Trumps Außenpolitik treibt den Goldpreis

Es ist nicht zuviel gesagt, wenn den Finanzmärkten aufgrund geopolitischer Risiken eine Verunsicherung konstatiert wid. Daher hat den Goldpreis kurz vor Ostern den höchsten Stand seit fünf Monaten erreicht. Der Preis für eine Feinunze (rund 31,1 Gramm) lag bei knapp 1275 US-Dollar und damit auf dem höchsten Niveau seit dem 11. November 2016.

Wie die dpa ergänzte, erklärten Händler den Preisanstieg mit einer schlechten Stimmung an den US-Aktienmärkten aufgrund einer Zuspitzung im Atomstreit zwischen den USA und Nordkorea und der Gefahr einer militärischen Auseinandersetzung. Hinzu komme die gefährliche Lage im Syrien-Konflikt und damit verbunden eine verschärfte Konfrontation zwischen Russland und den Vereinigten Staaten. Gold ist bei vielen Anleger als sicherer Hafen in unsicheren Zeiten beliebt.

Dollar-Spekulation als Gold-Treiber

Die historischen Entwicklungen des Dollars und der Zinsen sind äußerst bemerkenswert und beeinflussen den Goldpreis maßgeblich, wie die Wiesbadener SOLIT-Gruppe analysiert. Yellen und Co hätten es geschafft, die Zinsen für zehnjährige US-Anleihen seit Mitte 2016 kräftig nach oben zu reden dabei tendierten diese seit Mitte Dezember 2016 mit rund 2,5 Prozent weitgehend seitwärts. Die starke Nachfrage nach US-Anleihen, die
deutlich höhere Zinsen abwerfen, sei seitens der Euro-Zone oder Japan äußerst hoch. In einem Umfeld kräftig gestiegener Zinsen müsse der Dollar eigentlich deutlich steigen. Dies sei jedoch nicht der Fall. Vielmehr könnte der Greenback nach unten ausbrechen. Ein schwächerer Dollar spricht, das darf hinzugesetzt werden, für eine Flucht in den sicheren Hafen des Edelmetalls. Schwächelt jedoch der Dollar weiterhin, stützt dies den Goldpreis deutlich.
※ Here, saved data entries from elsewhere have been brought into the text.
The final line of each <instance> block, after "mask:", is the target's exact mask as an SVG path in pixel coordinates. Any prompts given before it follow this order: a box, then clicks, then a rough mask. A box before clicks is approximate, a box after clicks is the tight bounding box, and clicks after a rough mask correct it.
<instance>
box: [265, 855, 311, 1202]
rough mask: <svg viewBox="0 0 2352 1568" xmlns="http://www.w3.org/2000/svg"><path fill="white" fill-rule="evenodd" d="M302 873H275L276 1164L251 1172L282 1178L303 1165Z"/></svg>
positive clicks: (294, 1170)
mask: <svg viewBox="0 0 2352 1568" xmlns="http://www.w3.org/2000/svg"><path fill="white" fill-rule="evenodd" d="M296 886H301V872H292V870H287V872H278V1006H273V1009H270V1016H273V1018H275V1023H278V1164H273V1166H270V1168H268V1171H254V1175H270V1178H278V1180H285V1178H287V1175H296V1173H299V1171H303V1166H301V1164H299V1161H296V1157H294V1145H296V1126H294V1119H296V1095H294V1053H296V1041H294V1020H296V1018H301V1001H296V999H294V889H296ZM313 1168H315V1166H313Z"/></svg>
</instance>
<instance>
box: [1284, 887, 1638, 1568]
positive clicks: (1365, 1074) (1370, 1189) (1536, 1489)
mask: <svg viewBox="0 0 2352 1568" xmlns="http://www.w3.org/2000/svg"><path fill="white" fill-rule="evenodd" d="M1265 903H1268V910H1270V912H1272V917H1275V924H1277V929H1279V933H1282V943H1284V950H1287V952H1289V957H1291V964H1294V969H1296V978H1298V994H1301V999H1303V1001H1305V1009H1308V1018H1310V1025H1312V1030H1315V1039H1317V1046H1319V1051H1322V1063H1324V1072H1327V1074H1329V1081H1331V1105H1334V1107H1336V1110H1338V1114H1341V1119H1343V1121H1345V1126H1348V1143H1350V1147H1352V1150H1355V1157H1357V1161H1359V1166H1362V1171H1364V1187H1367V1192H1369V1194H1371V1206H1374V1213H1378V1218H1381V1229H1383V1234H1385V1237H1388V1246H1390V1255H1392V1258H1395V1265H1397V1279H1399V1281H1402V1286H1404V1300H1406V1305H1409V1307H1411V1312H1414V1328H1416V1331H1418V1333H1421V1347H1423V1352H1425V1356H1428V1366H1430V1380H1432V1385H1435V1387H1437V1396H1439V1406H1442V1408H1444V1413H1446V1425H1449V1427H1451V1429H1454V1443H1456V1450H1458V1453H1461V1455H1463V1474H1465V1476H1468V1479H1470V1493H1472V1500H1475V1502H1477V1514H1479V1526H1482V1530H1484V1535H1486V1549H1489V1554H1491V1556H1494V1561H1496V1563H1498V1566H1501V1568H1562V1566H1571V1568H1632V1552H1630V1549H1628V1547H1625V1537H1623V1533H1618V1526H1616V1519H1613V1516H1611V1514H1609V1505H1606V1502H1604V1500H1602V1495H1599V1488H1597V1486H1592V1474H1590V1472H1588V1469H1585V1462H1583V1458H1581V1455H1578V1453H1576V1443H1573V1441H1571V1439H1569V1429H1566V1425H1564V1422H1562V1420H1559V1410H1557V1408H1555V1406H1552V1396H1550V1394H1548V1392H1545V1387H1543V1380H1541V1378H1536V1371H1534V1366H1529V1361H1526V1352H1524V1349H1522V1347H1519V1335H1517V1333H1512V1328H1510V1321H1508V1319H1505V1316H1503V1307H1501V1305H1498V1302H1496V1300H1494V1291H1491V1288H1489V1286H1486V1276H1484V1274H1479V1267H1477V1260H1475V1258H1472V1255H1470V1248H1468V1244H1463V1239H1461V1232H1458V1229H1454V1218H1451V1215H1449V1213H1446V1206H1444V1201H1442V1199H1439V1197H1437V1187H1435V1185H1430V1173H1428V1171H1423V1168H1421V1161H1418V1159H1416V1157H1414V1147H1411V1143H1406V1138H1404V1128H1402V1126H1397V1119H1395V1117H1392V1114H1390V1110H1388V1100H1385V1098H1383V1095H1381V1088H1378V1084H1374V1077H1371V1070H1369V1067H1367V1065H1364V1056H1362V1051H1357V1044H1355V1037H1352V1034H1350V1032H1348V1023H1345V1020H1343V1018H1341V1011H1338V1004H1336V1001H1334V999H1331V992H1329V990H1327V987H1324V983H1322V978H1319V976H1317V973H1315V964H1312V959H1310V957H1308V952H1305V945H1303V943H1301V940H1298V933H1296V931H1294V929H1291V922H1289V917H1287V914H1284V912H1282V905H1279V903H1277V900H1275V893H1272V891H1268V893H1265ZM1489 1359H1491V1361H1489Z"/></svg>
Einen Anstieg des Dollars wird US-Präsident Donald Trump wohl kaum zulassen. Ein starker Dollar würde die Aussichten für die US-Exportwirtschaft und damit für die Wirtschaft insgesamt eintrüben. Deutlicher als noch vor einem halben Jahr sollte der Fokus von Anlegern auf eine Beimischung von Derivaten, die auf dem Goldpreis basieren, gelegt werden. Auch Gold in physischer Form darf, das soll nicht unerwähnt bleiben, durchaus dabei sein.